Paul: With our child rearing days behind us, I figured any potential conflict surrounding child rearing was over too. Boy was I mistaken. We took our 3 year old granddaughter with us to the beach for two weeks so she wouldn’t have to be in day care. While we were both looking forward to some quality time with her, I cringed when Stephanie suggested that we run point on potty training her. That’s when the trouble began. My attitude was, “Why do we have do this?” But instead of speaking up, I kept silent.

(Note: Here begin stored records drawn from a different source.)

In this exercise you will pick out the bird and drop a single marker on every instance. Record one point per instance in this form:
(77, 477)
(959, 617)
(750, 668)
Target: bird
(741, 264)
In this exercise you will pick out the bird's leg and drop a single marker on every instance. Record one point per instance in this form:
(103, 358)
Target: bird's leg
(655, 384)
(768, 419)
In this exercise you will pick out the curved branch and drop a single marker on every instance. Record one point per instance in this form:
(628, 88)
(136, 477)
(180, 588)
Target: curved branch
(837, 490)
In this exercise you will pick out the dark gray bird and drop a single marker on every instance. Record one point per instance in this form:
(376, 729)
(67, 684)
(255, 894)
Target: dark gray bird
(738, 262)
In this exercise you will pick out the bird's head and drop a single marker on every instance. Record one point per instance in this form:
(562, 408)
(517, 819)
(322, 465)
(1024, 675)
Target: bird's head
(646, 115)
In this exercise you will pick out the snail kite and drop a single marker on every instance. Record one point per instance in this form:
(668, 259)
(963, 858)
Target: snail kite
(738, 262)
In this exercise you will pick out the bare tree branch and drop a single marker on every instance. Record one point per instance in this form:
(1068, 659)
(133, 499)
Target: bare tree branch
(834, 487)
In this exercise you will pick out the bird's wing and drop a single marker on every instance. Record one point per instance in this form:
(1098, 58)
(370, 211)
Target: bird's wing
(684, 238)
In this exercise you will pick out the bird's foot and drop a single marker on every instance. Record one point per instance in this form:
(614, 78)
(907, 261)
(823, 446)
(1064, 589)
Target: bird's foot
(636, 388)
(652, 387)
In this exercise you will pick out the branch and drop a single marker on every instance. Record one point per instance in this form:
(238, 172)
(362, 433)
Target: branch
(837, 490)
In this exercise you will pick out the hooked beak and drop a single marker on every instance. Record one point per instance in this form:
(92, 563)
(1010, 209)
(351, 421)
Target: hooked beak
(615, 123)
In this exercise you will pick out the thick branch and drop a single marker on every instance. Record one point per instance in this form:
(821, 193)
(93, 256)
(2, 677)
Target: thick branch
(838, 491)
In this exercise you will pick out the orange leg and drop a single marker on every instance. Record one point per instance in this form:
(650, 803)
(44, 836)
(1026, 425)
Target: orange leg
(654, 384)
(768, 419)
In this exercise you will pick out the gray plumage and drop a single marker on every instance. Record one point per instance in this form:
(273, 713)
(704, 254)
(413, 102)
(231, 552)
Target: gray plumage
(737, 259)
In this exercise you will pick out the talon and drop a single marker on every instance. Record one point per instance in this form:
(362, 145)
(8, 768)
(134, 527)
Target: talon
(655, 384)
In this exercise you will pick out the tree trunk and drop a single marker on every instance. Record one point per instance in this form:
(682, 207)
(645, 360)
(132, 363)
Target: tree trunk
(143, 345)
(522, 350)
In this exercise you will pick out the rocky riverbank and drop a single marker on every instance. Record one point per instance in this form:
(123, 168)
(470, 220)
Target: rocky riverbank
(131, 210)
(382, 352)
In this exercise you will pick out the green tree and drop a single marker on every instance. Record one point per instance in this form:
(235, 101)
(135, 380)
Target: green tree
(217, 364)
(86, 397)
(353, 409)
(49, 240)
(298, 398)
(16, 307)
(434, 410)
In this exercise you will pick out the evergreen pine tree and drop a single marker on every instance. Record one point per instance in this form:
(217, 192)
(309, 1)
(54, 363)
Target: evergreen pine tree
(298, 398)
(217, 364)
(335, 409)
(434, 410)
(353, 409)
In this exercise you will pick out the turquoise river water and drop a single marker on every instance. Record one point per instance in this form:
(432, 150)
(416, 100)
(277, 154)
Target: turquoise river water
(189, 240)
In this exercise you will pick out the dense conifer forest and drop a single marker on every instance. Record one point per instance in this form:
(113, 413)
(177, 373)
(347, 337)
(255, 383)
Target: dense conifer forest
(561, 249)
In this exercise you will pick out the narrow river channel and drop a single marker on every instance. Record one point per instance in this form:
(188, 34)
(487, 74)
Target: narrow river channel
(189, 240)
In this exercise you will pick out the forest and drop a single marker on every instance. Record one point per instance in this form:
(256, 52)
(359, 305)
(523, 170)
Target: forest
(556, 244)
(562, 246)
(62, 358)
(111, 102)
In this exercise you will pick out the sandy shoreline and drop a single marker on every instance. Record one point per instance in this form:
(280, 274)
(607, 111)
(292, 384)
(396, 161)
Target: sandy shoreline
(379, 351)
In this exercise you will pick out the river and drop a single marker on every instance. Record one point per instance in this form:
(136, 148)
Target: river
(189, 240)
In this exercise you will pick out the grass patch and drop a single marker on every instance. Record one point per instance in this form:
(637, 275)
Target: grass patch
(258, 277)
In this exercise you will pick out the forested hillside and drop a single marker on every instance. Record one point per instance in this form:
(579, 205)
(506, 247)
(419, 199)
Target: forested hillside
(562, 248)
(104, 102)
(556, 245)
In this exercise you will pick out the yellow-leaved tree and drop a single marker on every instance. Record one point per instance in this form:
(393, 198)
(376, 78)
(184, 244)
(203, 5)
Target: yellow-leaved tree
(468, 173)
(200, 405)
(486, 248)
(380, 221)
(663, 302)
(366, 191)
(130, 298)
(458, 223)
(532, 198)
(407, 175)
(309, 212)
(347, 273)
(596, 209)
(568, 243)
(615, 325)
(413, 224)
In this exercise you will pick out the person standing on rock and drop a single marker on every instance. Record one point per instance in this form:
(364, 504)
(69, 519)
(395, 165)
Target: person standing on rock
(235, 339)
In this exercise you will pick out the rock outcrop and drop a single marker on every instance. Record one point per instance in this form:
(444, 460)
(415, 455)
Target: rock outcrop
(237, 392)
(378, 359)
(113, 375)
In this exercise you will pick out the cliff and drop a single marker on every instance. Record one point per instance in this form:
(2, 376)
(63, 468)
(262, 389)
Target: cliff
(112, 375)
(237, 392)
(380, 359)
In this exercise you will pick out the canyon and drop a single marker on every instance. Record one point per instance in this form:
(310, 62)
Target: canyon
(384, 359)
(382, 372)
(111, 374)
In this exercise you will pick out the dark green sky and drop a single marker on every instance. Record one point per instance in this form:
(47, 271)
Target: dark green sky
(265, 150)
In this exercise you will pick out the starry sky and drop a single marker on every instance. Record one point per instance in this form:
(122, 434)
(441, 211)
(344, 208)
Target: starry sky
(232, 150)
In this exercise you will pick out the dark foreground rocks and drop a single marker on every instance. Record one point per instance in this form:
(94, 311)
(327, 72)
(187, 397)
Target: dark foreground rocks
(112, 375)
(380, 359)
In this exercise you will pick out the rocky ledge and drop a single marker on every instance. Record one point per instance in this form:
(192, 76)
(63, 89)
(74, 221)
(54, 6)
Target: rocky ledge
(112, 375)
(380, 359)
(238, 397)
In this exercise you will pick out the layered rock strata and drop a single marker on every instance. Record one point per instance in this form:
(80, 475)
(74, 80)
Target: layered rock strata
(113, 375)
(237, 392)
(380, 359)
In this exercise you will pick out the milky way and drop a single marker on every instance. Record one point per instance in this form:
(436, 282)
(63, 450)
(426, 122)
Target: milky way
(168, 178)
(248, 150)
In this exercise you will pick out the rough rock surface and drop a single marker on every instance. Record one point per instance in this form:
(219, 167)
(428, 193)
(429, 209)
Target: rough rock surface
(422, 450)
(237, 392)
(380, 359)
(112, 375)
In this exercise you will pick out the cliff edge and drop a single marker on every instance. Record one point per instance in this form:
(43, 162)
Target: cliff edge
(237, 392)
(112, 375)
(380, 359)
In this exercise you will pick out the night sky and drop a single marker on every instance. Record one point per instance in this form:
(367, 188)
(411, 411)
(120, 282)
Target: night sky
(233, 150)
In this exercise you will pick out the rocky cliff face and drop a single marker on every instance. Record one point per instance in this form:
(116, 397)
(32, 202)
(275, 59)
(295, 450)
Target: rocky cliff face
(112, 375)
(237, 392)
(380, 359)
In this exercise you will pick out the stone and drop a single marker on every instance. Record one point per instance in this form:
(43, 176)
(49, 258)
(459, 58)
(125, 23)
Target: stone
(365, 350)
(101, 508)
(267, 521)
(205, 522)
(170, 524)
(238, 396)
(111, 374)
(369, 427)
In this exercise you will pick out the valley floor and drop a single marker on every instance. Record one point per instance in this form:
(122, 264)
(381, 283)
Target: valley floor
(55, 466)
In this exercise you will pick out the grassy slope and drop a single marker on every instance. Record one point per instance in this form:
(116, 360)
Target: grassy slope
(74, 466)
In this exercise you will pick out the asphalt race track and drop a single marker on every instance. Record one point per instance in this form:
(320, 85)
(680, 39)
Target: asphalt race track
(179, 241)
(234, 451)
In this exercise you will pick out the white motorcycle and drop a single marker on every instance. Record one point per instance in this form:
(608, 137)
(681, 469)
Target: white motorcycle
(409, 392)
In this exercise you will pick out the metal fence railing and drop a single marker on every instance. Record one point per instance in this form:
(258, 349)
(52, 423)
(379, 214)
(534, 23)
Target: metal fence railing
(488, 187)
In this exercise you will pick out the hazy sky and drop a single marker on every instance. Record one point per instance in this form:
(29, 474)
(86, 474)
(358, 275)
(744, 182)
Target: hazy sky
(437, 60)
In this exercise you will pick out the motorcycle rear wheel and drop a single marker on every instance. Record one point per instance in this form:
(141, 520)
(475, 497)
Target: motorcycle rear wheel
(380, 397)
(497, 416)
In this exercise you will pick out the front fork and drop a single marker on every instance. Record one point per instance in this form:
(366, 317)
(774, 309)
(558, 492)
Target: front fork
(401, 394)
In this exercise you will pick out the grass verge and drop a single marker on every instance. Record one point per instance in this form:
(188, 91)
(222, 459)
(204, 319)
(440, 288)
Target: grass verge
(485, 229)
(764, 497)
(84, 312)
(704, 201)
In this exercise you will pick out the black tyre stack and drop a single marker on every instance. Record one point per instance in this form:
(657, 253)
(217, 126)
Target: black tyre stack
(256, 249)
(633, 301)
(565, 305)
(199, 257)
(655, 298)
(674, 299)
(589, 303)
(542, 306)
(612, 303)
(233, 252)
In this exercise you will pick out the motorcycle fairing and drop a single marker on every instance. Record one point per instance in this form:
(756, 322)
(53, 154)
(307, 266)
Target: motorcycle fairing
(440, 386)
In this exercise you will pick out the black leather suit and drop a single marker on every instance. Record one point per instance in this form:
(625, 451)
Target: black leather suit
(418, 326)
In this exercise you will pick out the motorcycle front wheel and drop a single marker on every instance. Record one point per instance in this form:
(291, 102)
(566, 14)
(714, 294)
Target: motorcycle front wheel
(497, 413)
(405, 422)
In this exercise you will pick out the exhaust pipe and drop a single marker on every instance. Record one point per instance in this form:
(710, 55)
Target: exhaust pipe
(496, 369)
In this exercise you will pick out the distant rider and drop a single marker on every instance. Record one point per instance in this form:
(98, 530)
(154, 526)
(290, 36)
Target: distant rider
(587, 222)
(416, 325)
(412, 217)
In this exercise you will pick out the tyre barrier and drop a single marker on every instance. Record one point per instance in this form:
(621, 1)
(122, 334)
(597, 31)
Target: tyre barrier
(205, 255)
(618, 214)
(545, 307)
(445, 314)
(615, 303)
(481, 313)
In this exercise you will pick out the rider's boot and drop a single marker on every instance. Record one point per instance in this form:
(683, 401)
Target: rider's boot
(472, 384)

Steph: We are the caregivers for our granddaughter while our daughter works. I thought it was a good idea to try potty training at the beach since we had two weeks of uninterrupted time. I knew Paul wasn’t keen on the idea, but I figured I had done this before with our own children and that I could do it again. I formulated a plan in my mind and was ready to see it through. I figured Paul would just follow my lead.
Paul: It didn’t take long before our different approaches to potty training began causing conflict between us. I judged Stephanie didn’t value my opinion. I saw her as taking the lead and regarding my perspective as either irrelevant or insignificant. The resentment was building, but I held my tongue again – until I didn’t. And when I decided to break the silence, my hostility came out loud and clear. We both realized that we needed to talk things out and get on the same page.
Steph: Over the course of the first week of potty training there were accidents and stressful moments when our granddaughter resisted. When Paul made a comment or suggestion my attitude was, “I’ve got this.” My attitude came out in my dismissive tone and flat out ignoring his ideas. When he finally had it, I knew I had stepped over the line. I reflected on my part in the growing distance between us. First, I set aside my superior attitude that I was better at this than Paul and asked for his forgiveness for dismissing his ideas. We figured out how we were going to present a united front to our granddaughter, so instead of sowing discord, we showed her Papa and Grandma were on the same page. When I made the decision to listen to Paul, I became more open to hearing his perspective than doing things my way.
After we talked out our game plan, things went much more smoothly – not just for us, but for our little one too. Less tension between Grandma and Papa meant less stress for her. This was an important reminder to us that we have never “arrived” as a married couple and we need to remember Rule #1 of Conflict Resolution: Communication. Talking it through is the surest way to set things right between us when things start to go awry – even better to speak up sooner rather than later.